Looking for opinions on the TapeTech Mudrunner. How well does it work? With the gas charge is it much easier than pushing corners with a corner box? It costs about a $1,000 so I'd like to know if it's worth the investment. Thanks.


----------



## Al Taper (Dec 16, 2007)

I have rented one from ames.. I liked it. Rent it first see if you like it. Works great.


----------



## tanker300 (Oct 19, 2008)

We sell 1 a week to Australia and UK markets. They love them I think if you have never used a Tapetech or equal angle box you would love it, if you are using a corner box now you will have to learn again with a new tool.
http://www.tapetechtools.com/tapetech-mudrunner.html


----------



## plasterworld (Nov 13, 2008)

Hey RJ,

My brothers and I have been using tapetech mudrunners for the last 4 years, we now own 3 of them and have never looked back, they are easy to learn to use and allow great control of corner finishes. I am not sure what finishes are popular in the states but there is a lot of Square Stop/Square Set in the pacific here and it has never been so easy by using the mudrunner. Think of it as an automatic corner flusher box or compound applicator (called syringe, here). Over here they retail for about USD$1,500 but within only a few jobs they pay themselves off and continue to make you more money. There ARE parts in there so they do require servicing and/or repair every year or two but that is easily paid for from the time they save and the excellent finish they give (combined with Columbia angle head).

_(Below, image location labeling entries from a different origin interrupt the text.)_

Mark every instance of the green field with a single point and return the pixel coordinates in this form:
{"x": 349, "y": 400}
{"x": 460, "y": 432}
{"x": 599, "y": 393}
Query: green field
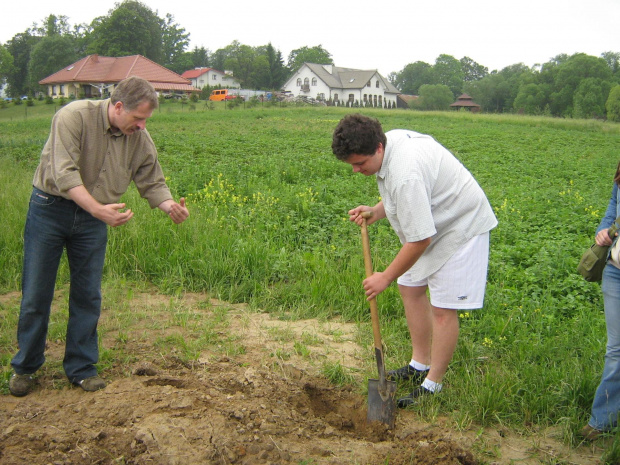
{"x": 269, "y": 227}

Always good to try before you buy though.

Paul


----------



## joepro0000 (Jun 14, 2008)

I used them a couple of times for a job. They work great if you get the mud mix right. But all in all, I only use it one time. First we glaze with a head, then we would you the mud-runner for the second coat. The third would be a skim my hand or touch-up. So


----------



## Drywall1 (Dec 9, 2007)

Great tool for the right finisher. I let my guys use it one time without me being there.....there is a steep learning curve with that tool, we had a mess.


----------



## wilking (Sep 8, 2020)

mudshot from dewalt or mudrunner from tt ?


----------



## cazna (Mar 28, 2010)

It depends on your workload, I didnt like it, Adding mud with a compound tube and mud head then flushing, Using an anglehead directly on a compound tube or a corner box are my methods depending on the job, But for sure if your running a lot of distance would be a good tool, Requires clean up and care, Lube and thin mud.


----------